И Антонина Владимировна подумала, что она и в самом деле намного беднее ее, и неожиданно для себя разрыдалась. И жаловалась сквозь слезы:

— Он такой… застенчивый и неуклюжий. И никаких ласковых слов не говорит. А я хочу, чтобы говорил! Впрочем, и я, уезжая сюда, даже не сказала ему до свиданья.

— Свидитесь еще! Теперь ты от него никуда не денешься. Вернее, от себя никуда не уйдешь. И не уходи! Кому это надо, чтобы ты от себя бежала?

— А и верно, кому? — успокаиваясь, повторила Антонина Владимировна. — Даже Самочадиной это не нужно.

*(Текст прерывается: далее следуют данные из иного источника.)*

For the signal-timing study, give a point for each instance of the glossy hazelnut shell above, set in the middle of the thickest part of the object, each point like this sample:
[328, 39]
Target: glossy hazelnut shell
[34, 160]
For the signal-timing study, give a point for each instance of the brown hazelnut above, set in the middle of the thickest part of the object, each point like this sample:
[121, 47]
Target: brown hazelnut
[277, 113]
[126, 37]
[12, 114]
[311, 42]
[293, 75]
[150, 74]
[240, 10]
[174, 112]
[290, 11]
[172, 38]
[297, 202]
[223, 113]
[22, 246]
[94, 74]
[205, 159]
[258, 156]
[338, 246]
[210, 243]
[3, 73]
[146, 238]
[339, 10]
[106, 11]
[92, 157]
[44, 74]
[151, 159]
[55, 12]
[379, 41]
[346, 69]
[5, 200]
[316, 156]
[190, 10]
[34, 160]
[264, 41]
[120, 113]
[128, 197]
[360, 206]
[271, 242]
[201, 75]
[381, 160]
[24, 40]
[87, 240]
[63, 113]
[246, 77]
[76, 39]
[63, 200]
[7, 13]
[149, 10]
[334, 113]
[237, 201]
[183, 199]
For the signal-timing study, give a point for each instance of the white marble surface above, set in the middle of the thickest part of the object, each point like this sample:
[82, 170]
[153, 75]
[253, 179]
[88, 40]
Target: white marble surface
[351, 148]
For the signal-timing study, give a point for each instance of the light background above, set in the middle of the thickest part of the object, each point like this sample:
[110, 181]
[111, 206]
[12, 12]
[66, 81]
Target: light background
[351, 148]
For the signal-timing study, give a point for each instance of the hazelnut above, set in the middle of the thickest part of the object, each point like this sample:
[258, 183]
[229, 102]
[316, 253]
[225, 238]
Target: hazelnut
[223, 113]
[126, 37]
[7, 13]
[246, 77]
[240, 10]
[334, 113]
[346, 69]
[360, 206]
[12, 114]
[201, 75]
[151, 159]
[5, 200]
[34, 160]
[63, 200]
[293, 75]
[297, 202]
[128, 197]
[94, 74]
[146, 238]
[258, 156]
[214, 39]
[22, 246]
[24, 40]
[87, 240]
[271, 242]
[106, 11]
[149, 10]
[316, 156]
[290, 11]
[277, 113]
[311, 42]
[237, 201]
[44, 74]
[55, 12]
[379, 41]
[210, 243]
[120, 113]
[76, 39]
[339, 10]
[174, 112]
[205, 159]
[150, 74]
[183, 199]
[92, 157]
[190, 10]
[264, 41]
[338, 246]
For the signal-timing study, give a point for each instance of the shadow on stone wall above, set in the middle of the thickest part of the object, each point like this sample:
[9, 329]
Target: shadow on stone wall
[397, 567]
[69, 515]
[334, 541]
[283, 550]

— А кто такая Самочадина? — спросила Мария Афанасьевна, и Антонина Владимировна не смогла сразу ответить. Долго подбирала выражения, наконец выдавила:

— Красивая.

— Понятно, — сказала Мария Афанасьевна, хотя, судя по всему, истолковала все не так. И успокаивающе пропела:

Зачем вы, девушки, красивых любите,

Непостоянная у них любовь…

Пропела слишком громко и тут же спохватилась:

— Ой, детишек разбудим!

Но дети спали спокойно, в чем обе они убедились, испуганно заглянув в детскую. Светочка спала, свернувшись клубочком, подложив ручонки под щечку, упершись острыми коленочками в подбородочек, а Вовка по-мужски раскинулся во всю кроватку и даже слегка похрапывал. Почему-то это особенно умилило Антонину Владимировну, и она воскликнула:

— Какая прелесть!

— Правда? — обрадовалась Мария Афанасьевна и, поправив сползающее с Вовки одеяло, спросила: — А вы хотели бы иметь детей?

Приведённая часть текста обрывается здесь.